The flat tax, which is wanted by a part of the government and by some on the political right, would be the end of social solidarity through tax, the end of progressiveness.
In a way, it's the return to the Middle Ages in the social organisation of society. The richer you are, the less you contribute to the community.
swissinfo: What is the substance of your legal case? And specifically, which part of the constitution is incompatible with the Obwalden tax system?
J.Z.: Article 127 of the federal constitution bases the payment of tax according to everyone's capacity to contribute. To my way of thinking the law in Obwalden contradicts this principle.
It's legitimate therefore to verify this element at the Federal Court.
It is, by the way, strange that the government of Obwalden did not do this before the popular vote.
So, to be precise, we do not contest the tax cuts agreed by the people. That is their right. What we are contesting is tax degression for the richest.
swissinfo: Do you really think you can win in court? Or is this merely a symbolic action?
J.Z.: Nothing ventured, nothing gained. Three people from Obwalden have signed the appeal with me.
My duty as a member of the House of Representatives is to relaunch resistance where others have left off... because they could not find anyone to contest the decision.
It's not just a symbolic act. It's a democratic act at a time when all authority is with the economy and when those elected by the people are considered less than nothing. But there is not just the legal appeal.

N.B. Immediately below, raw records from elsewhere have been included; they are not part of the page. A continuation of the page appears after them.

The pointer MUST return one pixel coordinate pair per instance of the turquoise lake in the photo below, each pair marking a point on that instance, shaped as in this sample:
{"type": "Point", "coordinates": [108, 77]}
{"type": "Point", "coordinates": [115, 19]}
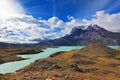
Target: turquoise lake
{"type": "Point", "coordinates": [14, 66]}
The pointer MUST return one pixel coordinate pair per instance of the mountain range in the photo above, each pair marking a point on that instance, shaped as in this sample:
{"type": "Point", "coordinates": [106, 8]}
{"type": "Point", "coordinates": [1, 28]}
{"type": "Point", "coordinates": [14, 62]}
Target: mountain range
{"type": "Point", "coordinates": [82, 35]}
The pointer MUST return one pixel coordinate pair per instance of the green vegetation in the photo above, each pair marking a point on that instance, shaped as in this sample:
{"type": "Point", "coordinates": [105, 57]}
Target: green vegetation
{"type": "Point", "coordinates": [9, 52]}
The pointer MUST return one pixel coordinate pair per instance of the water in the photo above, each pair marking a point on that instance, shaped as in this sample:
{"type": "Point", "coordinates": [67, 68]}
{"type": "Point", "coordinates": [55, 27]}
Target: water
{"type": "Point", "coordinates": [14, 66]}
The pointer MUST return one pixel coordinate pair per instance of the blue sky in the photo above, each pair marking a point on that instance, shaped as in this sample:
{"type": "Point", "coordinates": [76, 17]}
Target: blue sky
{"type": "Point", "coordinates": [62, 8]}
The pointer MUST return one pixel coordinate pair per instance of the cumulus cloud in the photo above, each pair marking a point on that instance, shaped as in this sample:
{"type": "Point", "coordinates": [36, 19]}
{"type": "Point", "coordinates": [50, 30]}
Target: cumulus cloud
{"type": "Point", "coordinates": [108, 21]}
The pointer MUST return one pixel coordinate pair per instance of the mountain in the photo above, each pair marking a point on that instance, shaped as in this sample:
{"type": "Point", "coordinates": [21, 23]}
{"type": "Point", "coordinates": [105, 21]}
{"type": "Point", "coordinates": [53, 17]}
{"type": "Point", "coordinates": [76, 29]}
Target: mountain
{"type": "Point", "coordinates": [83, 36]}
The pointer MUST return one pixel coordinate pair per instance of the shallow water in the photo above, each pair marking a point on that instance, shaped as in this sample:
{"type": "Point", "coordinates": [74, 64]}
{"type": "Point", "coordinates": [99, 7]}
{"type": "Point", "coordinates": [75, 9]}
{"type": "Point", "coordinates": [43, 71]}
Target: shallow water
{"type": "Point", "coordinates": [13, 66]}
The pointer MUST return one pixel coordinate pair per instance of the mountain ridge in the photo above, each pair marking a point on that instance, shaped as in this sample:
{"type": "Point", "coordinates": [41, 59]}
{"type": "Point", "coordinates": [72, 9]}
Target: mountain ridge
{"type": "Point", "coordinates": [81, 36]}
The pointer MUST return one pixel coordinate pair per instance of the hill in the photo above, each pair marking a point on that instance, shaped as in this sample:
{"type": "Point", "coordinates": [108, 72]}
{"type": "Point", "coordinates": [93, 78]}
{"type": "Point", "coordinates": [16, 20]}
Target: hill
{"type": "Point", "coordinates": [84, 36]}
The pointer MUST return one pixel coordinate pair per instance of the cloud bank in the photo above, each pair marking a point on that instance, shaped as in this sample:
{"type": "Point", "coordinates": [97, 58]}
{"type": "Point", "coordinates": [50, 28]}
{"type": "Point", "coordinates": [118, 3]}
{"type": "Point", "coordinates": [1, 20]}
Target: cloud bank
{"type": "Point", "coordinates": [18, 27]}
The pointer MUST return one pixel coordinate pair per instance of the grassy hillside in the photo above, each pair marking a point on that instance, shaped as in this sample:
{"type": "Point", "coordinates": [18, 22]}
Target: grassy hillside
{"type": "Point", "coordinates": [94, 62]}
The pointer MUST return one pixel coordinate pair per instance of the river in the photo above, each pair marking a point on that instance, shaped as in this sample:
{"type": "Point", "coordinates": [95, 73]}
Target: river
{"type": "Point", "coordinates": [16, 65]}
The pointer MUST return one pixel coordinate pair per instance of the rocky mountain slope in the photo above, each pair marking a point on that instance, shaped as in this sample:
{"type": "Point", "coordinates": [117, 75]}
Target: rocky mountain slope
{"type": "Point", "coordinates": [92, 34]}
{"type": "Point", "coordinates": [93, 62]}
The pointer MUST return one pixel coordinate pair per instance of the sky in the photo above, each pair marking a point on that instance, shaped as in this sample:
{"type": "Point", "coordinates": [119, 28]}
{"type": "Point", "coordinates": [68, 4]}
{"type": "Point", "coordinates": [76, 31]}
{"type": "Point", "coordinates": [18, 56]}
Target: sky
{"type": "Point", "coordinates": [27, 21]}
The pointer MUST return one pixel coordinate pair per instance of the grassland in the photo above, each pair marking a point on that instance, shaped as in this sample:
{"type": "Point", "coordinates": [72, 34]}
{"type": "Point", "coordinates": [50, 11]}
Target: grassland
{"type": "Point", "coordinates": [9, 52]}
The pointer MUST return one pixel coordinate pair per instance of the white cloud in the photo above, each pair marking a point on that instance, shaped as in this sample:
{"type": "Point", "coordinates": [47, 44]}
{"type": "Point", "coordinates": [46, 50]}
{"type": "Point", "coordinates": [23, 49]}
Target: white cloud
{"type": "Point", "coordinates": [108, 21]}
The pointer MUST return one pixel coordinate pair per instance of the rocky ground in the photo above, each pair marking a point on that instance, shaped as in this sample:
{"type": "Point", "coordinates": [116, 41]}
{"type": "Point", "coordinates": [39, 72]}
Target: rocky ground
{"type": "Point", "coordinates": [94, 62]}
{"type": "Point", "coordinates": [9, 52]}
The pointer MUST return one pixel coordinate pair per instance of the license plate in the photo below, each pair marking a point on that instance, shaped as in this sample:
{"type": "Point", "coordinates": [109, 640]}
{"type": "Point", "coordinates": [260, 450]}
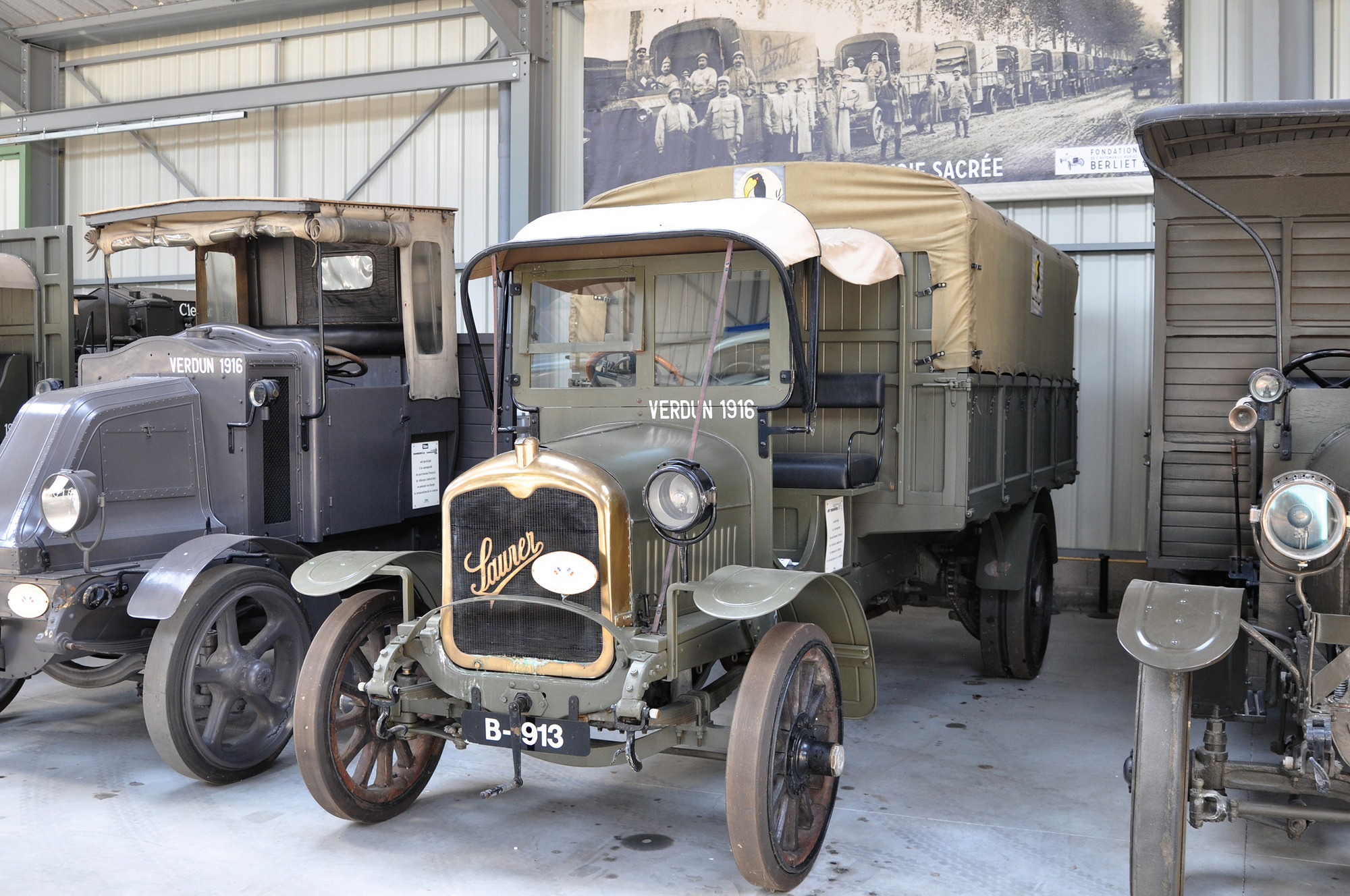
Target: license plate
{"type": "Point", "coordinates": [537, 736]}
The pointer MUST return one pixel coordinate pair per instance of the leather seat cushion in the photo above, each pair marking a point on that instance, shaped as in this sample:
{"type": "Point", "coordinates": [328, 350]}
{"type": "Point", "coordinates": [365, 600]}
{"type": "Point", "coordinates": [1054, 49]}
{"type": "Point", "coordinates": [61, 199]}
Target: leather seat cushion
{"type": "Point", "coordinates": [808, 470]}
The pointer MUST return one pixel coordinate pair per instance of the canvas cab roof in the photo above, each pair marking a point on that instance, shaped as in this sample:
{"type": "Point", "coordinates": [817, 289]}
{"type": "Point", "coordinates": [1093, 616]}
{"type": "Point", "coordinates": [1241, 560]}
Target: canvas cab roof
{"type": "Point", "coordinates": [210, 221]}
{"type": "Point", "coordinates": [776, 229]}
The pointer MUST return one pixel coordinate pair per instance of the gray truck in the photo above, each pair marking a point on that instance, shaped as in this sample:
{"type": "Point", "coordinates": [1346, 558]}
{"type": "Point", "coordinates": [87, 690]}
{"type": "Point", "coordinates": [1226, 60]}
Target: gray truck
{"type": "Point", "coordinates": [151, 515]}
{"type": "Point", "coordinates": [1248, 488]}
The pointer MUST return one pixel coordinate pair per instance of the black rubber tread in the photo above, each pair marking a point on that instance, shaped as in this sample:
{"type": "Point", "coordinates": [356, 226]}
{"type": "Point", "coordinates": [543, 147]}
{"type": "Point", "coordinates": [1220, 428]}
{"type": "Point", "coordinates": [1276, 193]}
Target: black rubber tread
{"type": "Point", "coordinates": [317, 744]}
{"type": "Point", "coordinates": [173, 652]}
{"type": "Point", "coordinates": [750, 755]}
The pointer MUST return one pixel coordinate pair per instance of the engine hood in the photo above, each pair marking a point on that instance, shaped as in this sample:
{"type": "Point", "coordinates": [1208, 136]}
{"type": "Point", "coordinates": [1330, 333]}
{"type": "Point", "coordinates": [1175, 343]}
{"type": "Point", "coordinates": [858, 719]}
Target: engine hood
{"type": "Point", "coordinates": [631, 451]}
{"type": "Point", "coordinates": [141, 438]}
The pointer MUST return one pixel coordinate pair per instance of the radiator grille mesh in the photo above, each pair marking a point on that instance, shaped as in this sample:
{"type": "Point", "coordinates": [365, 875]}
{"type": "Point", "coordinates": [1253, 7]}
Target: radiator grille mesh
{"type": "Point", "coordinates": [276, 458]}
{"type": "Point", "coordinates": [495, 538]}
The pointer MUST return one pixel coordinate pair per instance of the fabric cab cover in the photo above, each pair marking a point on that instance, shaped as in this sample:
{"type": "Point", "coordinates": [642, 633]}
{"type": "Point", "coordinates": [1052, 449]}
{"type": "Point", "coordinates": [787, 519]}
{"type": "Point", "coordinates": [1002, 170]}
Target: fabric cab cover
{"type": "Point", "coordinates": [1006, 298]}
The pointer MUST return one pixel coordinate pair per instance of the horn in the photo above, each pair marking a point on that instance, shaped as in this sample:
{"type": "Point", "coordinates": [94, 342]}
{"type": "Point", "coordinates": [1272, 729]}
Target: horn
{"type": "Point", "coordinates": [1244, 415]}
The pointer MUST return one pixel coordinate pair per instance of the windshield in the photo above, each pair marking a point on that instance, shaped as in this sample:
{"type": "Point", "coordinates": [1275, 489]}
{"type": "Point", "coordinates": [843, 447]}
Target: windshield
{"type": "Point", "coordinates": [580, 329]}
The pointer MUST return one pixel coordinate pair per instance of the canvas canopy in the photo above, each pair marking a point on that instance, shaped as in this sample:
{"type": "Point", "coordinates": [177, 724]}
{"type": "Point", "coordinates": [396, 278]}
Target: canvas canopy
{"type": "Point", "coordinates": [209, 222]}
{"type": "Point", "coordinates": [677, 229]}
{"type": "Point", "coordinates": [986, 262]}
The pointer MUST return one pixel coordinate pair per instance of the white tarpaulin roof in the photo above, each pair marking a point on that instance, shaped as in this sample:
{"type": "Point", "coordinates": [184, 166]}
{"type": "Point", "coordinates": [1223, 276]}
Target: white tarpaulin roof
{"type": "Point", "coordinates": [859, 257]}
{"type": "Point", "coordinates": [673, 229]}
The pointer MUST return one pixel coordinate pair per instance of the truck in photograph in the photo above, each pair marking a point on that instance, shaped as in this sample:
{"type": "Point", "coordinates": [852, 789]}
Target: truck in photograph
{"type": "Point", "coordinates": [155, 507]}
{"type": "Point", "coordinates": [1016, 65]}
{"type": "Point", "coordinates": [1249, 474]}
{"type": "Point", "coordinates": [745, 427]}
{"type": "Point", "coordinates": [1050, 75]}
{"type": "Point", "coordinates": [630, 123]}
{"type": "Point", "coordinates": [979, 60]}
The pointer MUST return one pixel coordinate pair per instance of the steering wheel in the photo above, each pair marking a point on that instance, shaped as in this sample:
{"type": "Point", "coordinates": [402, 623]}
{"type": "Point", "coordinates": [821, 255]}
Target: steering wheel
{"type": "Point", "coordinates": [624, 370]}
{"type": "Point", "coordinates": [350, 366]}
{"type": "Point", "coordinates": [1303, 361]}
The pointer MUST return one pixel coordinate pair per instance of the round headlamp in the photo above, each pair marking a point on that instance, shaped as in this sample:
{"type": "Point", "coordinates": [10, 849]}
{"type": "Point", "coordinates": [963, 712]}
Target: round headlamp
{"type": "Point", "coordinates": [680, 496]}
{"type": "Point", "coordinates": [264, 392]}
{"type": "Point", "coordinates": [1303, 519]}
{"type": "Point", "coordinates": [29, 601]}
{"type": "Point", "coordinates": [1267, 385]}
{"type": "Point", "coordinates": [70, 501]}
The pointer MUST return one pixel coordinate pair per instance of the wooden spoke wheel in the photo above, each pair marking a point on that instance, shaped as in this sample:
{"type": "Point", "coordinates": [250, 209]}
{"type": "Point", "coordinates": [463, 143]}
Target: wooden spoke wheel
{"type": "Point", "coordinates": [221, 675]}
{"type": "Point", "coordinates": [1016, 625]}
{"type": "Point", "coordinates": [785, 756]}
{"type": "Point", "coordinates": [353, 771]}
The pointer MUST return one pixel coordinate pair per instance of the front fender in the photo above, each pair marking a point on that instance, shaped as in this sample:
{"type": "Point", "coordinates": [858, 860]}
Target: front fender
{"type": "Point", "coordinates": [342, 570]}
{"type": "Point", "coordinates": [1179, 628]}
{"type": "Point", "coordinates": [820, 598]}
{"type": "Point", "coordinates": [160, 593]}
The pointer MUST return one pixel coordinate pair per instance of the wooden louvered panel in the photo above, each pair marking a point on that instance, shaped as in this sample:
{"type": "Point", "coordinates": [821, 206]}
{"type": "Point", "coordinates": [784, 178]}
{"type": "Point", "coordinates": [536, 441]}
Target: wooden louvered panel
{"type": "Point", "coordinates": [1321, 273]}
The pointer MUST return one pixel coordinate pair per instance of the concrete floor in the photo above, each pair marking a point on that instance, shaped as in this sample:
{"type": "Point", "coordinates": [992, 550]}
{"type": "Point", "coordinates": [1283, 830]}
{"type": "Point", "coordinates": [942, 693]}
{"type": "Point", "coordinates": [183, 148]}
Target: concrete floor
{"type": "Point", "coordinates": [956, 785]}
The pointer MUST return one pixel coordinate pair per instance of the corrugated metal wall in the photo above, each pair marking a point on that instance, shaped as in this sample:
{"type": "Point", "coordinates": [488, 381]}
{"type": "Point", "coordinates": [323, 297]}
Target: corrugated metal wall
{"type": "Point", "coordinates": [1106, 509]}
{"type": "Point", "coordinates": [315, 150]}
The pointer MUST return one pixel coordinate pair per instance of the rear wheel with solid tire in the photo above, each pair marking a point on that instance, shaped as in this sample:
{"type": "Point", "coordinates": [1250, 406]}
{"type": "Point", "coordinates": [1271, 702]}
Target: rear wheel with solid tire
{"type": "Point", "coordinates": [785, 756]}
{"type": "Point", "coordinates": [1016, 625]}
{"type": "Point", "coordinates": [221, 675]}
{"type": "Point", "coordinates": [10, 690]}
{"type": "Point", "coordinates": [353, 770]}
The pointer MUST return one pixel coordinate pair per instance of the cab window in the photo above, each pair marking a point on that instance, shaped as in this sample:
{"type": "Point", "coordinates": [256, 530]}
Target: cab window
{"type": "Point", "coordinates": [685, 308]}
{"type": "Point", "coordinates": [584, 331]}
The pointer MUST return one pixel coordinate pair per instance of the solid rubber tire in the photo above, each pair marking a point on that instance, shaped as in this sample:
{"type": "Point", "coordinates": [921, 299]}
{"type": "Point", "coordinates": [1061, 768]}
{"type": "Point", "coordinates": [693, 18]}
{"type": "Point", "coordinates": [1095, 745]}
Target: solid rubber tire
{"type": "Point", "coordinates": [747, 777]}
{"type": "Point", "coordinates": [314, 747]}
{"type": "Point", "coordinates": [167, 662]}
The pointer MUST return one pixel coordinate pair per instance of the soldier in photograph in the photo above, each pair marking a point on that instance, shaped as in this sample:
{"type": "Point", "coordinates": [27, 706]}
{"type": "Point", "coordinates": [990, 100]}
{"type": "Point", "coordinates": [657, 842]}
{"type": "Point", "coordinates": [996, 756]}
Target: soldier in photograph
{"type": "Point", "coordinates": [875, 72]}
{"type": "Point", "coordinates": [961, 101]}
{"type": "Point", "coordinates": [780, 122]}
{"type": "Point", "coordinates": [674, 134]}
{"type": "Point", "coordinates": [724, 123]}
{"type": "Point", "coordinates": [929, 106]}
{"type": "Point", "coordinates": [638, 76]}
{"type": "Point", "coordinates": [805, 123]}
{"type": "Point", "coordinates": [894, 103]}
{"type": "Point", "coordinates": [668, 80]}
{"type": "Point", "coordinates": [703, 82]}
{"type": "Point", "coordinates": [745, 84]}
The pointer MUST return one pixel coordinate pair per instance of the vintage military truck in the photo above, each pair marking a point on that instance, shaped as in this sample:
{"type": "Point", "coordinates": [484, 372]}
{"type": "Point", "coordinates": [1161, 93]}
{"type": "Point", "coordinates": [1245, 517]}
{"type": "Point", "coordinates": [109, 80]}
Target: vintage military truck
{"type": "Point", "coordinates": [743, 427]}
{"type": "Point", "coordinates": [1248, 480]}
{"type": "Point", "coordinates": [151, 515]}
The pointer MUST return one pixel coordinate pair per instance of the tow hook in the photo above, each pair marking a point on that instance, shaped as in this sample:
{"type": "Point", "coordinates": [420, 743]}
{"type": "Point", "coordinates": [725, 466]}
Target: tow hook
{"type": "Point", "coordinates": [518, 709]}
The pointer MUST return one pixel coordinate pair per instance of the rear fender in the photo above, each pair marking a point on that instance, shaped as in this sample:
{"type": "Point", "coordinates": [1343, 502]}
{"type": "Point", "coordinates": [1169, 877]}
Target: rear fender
{"type": "Point", "coordinates": [819, 598]}
{"type": "Point", "coordinates": [1179, 628]}
{"type": "Point", "coordinates": [161, 592]}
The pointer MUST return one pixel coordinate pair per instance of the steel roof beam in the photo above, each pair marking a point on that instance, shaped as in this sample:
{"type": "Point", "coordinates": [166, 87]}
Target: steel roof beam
{"type": "Point", "coordinates": [507, 69]}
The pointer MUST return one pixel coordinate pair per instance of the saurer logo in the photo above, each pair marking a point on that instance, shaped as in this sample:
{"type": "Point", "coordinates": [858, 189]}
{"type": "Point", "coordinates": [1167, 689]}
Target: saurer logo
{"type": "Point", "coordinates": [496, 571]}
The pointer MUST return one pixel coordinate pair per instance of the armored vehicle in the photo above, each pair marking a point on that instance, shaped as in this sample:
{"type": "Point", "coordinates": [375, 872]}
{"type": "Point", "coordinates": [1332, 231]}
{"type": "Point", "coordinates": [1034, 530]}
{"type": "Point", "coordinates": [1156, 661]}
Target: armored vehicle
{"type": "Point", "coordinates": [727, 459]}
{"type": "Point", "coordinates": [152, 513]}
{"type": "Point", "coordinates": [1248, 480]}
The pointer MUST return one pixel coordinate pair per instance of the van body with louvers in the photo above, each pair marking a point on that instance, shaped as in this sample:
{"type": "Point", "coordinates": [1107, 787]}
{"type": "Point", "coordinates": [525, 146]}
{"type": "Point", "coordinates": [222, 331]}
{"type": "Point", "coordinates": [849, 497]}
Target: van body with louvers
{"type": "Point", "coordinates": [152, 512]}
{"type": "Point", "coordinates": [742, 427]}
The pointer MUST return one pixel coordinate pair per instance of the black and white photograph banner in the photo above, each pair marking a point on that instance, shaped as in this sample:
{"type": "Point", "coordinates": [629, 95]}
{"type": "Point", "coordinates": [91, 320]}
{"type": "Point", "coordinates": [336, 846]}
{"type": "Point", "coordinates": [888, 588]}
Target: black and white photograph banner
{"type": "Point", "coordinates": [974, 91]}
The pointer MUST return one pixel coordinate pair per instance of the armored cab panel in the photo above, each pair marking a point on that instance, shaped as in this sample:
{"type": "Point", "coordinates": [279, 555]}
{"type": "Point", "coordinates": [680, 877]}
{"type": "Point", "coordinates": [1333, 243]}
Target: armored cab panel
{"type": "Point", "coordinates": [989, 418]}
{"type": "Point", "coordinates": [142, 438]}
{"type": "Point", "coordinates": [1282, 168]}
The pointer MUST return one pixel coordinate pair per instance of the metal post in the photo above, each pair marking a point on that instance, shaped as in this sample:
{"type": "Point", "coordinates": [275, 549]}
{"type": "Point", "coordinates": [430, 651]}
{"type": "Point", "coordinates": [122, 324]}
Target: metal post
{"type": "Point", "coordinates": [1104, 589]}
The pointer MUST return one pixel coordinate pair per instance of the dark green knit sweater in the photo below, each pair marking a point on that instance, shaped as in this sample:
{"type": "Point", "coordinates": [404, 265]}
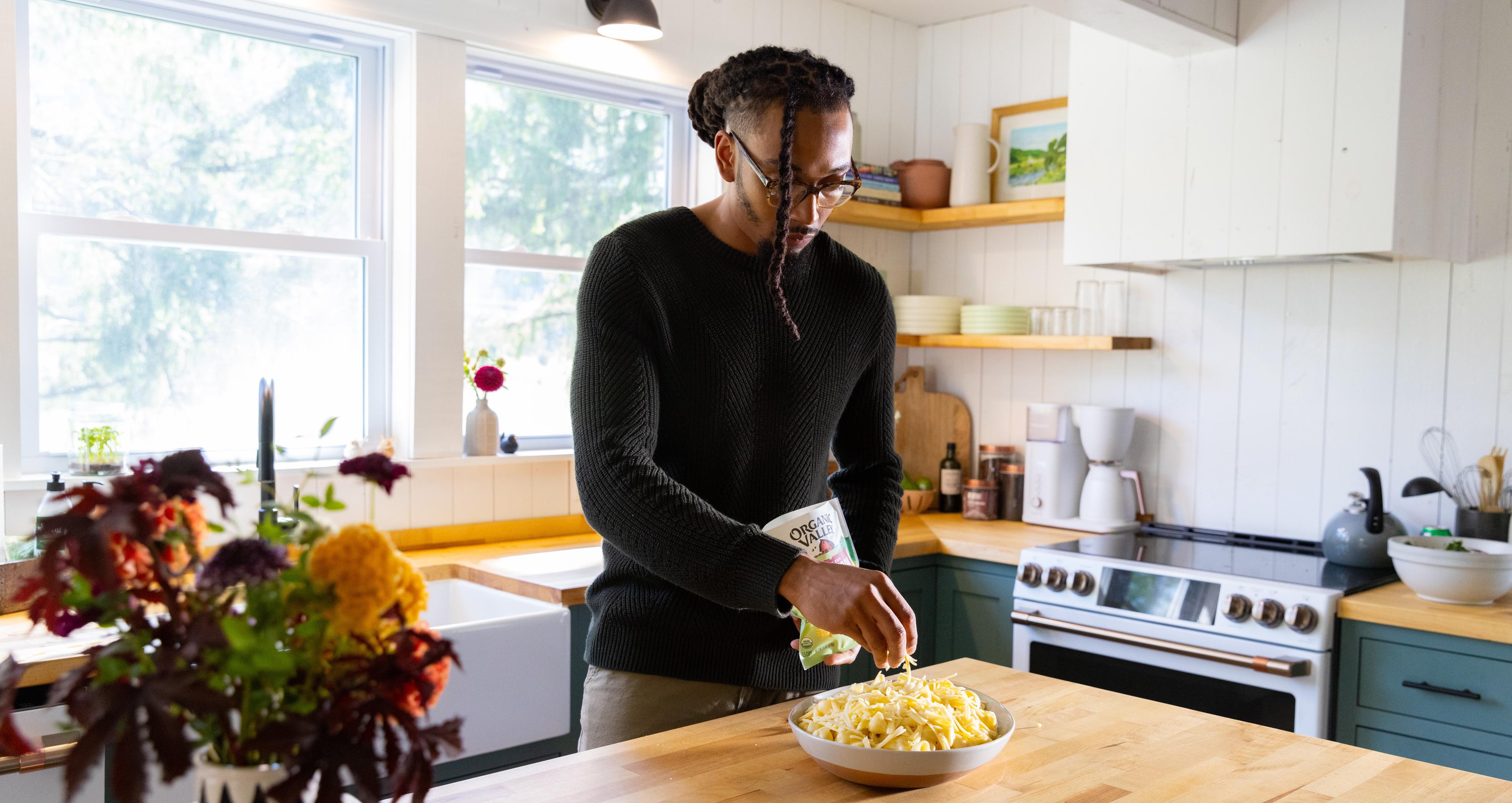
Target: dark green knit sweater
{"type": "Point", "coordinates": [698, 420]}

My move has helped to relaunch debate on taxation, on fiscal harmonisation in Switzerland, [and] on fiscal paradises that cause so much wrong to our country.
And now it's necessary to go to parliament with concrete proposals, so why not a popular initiative [which could lead to a vote]?
swissinfo: Have you received any support in Obwalden for your case?
J.Z.: Yes, I've received much encouragement and sympathy in letters and from telephone calls.
But I have also come across the fear of many citizens not wishing to express themselves publicly.
Many are grateful that someone who has nothing to lose is making this act of political resistance.
When all is said and done, I was not even needed for the appeal because three people from Obwalden were prepared to make it.
swissinfo: Were you surprised at the strong reactions towards you in Obwalden? What kind of reactions have you encountered?
J.Z.: Not at all. Politics is like that. Sometimes it can be difficult. As long as no one leaves democratic ground, it's normal.
The only thing I detest is violence. Violence leads nowhere. We are among ourselves as Swiss and I have always said everywhere that we are all people from Obwalden in the debate on tax degression.
swissinfo: How is your family finding the experience?
J.Z.: My family does not live in Obwalden. What is difficult is to live this political act personally.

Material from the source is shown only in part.